Wir waren erstaunt, am 30. April in der Zeitung „ΗΧΩ„(Echo) aus Arta eine Mitteilung des Vorstands der Ärztekammer der griechischen Stadt Arta zu lesen, dass die „Soziale Solidaritätsklinik und Apotheke von Arta (SSCP) illegal arbeitet, unter persönlicher Verantwortung von Ärzten, die wahrscheinlich für ihre medizinischen Leistungen bezahlt werden und dadurch den anderen Mitgliedern der Kammer unlautere Konkurrenz machen“. Die Meldung führt ferner aus, „Stand vom 28. Juni 2014 entsprechend der Präsidialen Verordnung haben unversicherte Bürger, Griechen oder griechischer Herkunft, oder Ausländer, die legal und dauerhaft in Griechenland wohnhaft sind, Zugang zu medizinischer Versorgung in öffentlichen Gesundheitseinrichtungen.“

Auf Basis des oben stehenden, wollen wir folgendes betonen:

1. Die Solidaritätsklinik von Arta ist eine AUTONOME, SELBSTORGANISIERTE und UNABHÄNGIGE, SOZIALE Solidaritätsstruktur, die KOMPLETT OHNE GEBÜHREN medizinische Erstversorgung bietet für Unversicherte, Arbeitslose und Mitbürger, die Not leiden. Die SSCP von Arta ist weder ein Krankenhaus noch eine Poliklinik, es werden keine medizinische Handlungen durchgeführt, dementsprechend benötigt es keine Genehmigung der lokalen Ärztekammer. Entgegen den unwahren Behauptungen der Ärztekammer von Arta über das Engagement von Ärzten im SSCP  als bezahlte Angestellte oder als Freiberufler, die für ihre Dienstleistung Rechnungen stellen, erklären wir ausdrücklich und unmissverständlich, dass alle beteiligten Ärzte ihre Dienste UNENTGELTLICH anbieten. Diese Leistungen werden in ihrer Praxis/Klinik erbracht und sie werden nicht bezahlt. Und überhaupt, das Gesetzt selbst legt fest, dass es Ärzten erlaubt ist, bis zu fünf Patienten im Monat umsonst zu behandeln. Bis jetzt freilich wussten wir nicht, dass gesellschaftliche Solidarität eine verbotene Handlung ist. Es ist traurig, dass es Menschen gibt, die das so sehen!
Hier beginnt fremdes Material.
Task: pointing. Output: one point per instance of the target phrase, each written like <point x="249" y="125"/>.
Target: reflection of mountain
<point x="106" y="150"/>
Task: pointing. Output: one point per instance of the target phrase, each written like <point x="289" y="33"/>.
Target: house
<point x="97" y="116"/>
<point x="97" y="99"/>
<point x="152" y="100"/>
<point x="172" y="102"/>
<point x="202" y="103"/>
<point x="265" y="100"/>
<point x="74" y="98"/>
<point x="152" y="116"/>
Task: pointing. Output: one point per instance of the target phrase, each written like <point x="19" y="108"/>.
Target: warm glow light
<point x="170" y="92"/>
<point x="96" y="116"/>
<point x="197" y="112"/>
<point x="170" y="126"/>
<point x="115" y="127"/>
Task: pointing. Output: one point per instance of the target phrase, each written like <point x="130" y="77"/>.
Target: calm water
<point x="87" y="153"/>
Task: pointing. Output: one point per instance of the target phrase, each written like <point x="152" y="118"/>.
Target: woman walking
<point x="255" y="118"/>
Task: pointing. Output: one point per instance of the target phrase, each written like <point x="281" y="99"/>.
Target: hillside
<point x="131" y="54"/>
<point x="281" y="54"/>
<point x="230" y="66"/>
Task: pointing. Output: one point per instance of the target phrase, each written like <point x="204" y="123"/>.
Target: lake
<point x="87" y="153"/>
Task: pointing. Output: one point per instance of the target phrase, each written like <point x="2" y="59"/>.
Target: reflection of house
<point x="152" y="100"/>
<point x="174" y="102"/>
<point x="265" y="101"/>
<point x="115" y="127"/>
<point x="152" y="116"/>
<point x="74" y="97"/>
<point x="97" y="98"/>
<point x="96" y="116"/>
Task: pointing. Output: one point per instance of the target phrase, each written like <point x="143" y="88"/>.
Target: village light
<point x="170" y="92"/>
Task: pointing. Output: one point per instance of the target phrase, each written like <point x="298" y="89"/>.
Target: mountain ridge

2. Alle von uns (im Gesundheitswesen Tätige und viele andere, solidarische Bürger) haben an der Erschaffung dieser Gemeinschaft mitgewirkt, weil wir tagtäglich von Beginn der Krise bis Heute einer steigenden Zahl unversicherter Mitmenschen begegneten, die den Ausschluss von medizinischer Unterstützung, Hilfeleistungen und Medikamenten erlebten (und noch erleben), was zu höherer Krankheitshäufigkeit und Sterblichkeit bei den benachteiligten, sozialen Gruppen führt.

Unsere gemeinsame Ansicht ist:

 Gesundheit ist eines der höchsten gesellschaftlichen Güter

 Jeder Mensch hat das Recht auf einen angemessenen Lebensstandart, der dieser Person und seiner/ihrer Familie Gesundheit und Wohlbefinden, ärztliche Betreuung und notwendige Leistungen der sozialen Fürsorge gewährleistet (Artikel 25 der Allgemeinen Erklärung der Menschenrechte).

Die Schaffung eines Schutzschildes und der Zusammenhalt der Gesellschaft durch gesellschaftliche Solidaritätsnetzwerke ist essenziell für die Gesellschaft, um in der Lage zu sein, Widerstand zu leisten und eine alternative Lösung für die Krise zu fordern, die ihrem eigenen Vorteil am Besten genügt.

Wir sind nicht „die guten Samariter“, wie uns manche ironisch bezeichneten. Wir haben keine Absicht und noch weniger die Illusion den Staat zu ersetzen, der sich aus der Verantwortung für die Gesundheitsversorgung der Bürger gestohlen hat. Wir kämpfen weiter für ein Gesundheitssystem. Für öffentliche Gesundheitsversorgung und Fürsorge für alle, ohne Ausgrenzung.

Wir sind alle von der Krise betroffen, doch am meisten ist das Gesundheitssystem als öffentliches gesellschaftliches Gut beeinträchtigt. Ein öffentliches Gesundheitssystem zur Grundversorgung existiert, allerdings ist es stark unterbesetzt, mit Kürzungen in grundlegenden, medizinischen Fachgebieten. Damit Unversicherte in ein Krankenhaus eingewiesen werden, müssen sie ein medizinischer Notfall sein. Auf der anderen Seite gibt es Menschen ohne Einkommen, die ihre Medikamente gar nicht bezahlen können. Das ist, was wir zu versorgen versuchen, durch die Hilfe unserer Mitbürger und die Beiträge der Mitglieder unserer Gemeinschaft. Diese Menschen, die durch die Krise in die Armut getrieben wurden, wandten sich an uns, und es ist lächerlich auch nur zu denken, dass eine Wettbewerbsverzerrung gegenüber den restlichen Mitgliedern der Ärztekammer von Arta entstanden ist. Wenn das so wäre, könnte man auch behaupten, soziale Lebensmittelgeschäfte bedeuten unfaire Konkurrenz für Supermärkte, das Rote Kreuz für Warenhäuser und „ohne Zwischenhändler“-Netzwerke für die Wochenmärkte etc.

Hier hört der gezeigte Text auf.